A mi modo de ver, en Oriente como en Occidente, la música clásica ha trabajado
de manera de vaciar al sonido de ese poder que barrena el oído y que nos penetra
física, emocional e intelectualmente. El éxtasis musical llega cuando todos esos
elementos son reunidos. Si no, no son más que imágenes del éxtasis. El «poema
del Extasis» de Scriabin, por ejemplo, no es una representación del éxtasis sino
un ensueño de como éste podría ser. Igualmente, los derviches «giradores» turcos
actuales que presentan espectáculos endulzados para turistas, actúan el éxtasis
pero no están en absoluto dentro de él, sus posturas corporales siguen
estéticamente el simbolismo de una danza reglamentada. Pero el éxtasis que viven
los derviches kurdos, no está programado ni es mecánico. Los derviches son
penetrados completamente al nivel físico,
al nivel emocional - lloran a menudo - y al nivel imaginativo: están
verdaderamente en otro mundo. la música los hace pasar a otro universo. Tal es
su finalidad.
Cuando los sufíes han pasado a ese otro universo, ellos pueden tener visiones,
revelaciones de conocimientos, del espacio, del sonido, todos los niveles del
ser son evocados al instante; es por eso que se llega más fácilmente a una
experiencia de totalidad...
La tesis que sostiene la música espiritual en todo el Islam, desde los primeros
textos sufíes hasta los últimos maestros contemporáneos - y hay unanimidad en
este punto - es que existen sentidos espirituales.
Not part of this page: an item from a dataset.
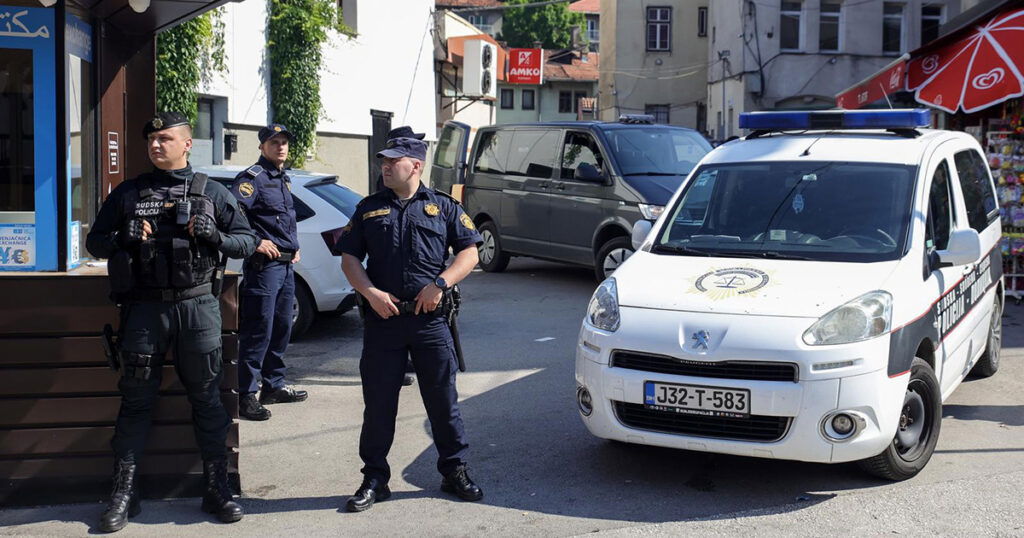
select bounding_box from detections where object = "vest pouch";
[171,238,196,288]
Hay así una vista del alma,
un oído del alma, un gusto, un olfato, un tacto del alma misma, por eso es que
ciertos milagros dejan trazas concretas. Y así como existe un intelecto que nos
permite conceptualizar, existe un intelecto del alma que domina todo esto. Si
estos sentidos espirituales existen, existe también un mundo espiritual que se
puede ver, escuchar, respirar, tocar. Esta tesis es uno de los pilares de la
cultura iraní. El Paraíso era el jardín de los reyes. En toda la cosmología
persa se encuentra este intermundo de formas y hechos sensibles, pero
inmateriales. Los neoplatónicos del renacimiento conocían esto muy bien. Como
Marcelo Ficino, un esoterista neoplatónico veneciano, que había establecido una
especie de teurgia: tocando el violín, quemando perfumes, concentrándose en las
vibraciones de ciertos planetas, él llegaba a fundirse con la entidad metafísica
del planeta. ¡ Todo esto en pleno Renacimiento !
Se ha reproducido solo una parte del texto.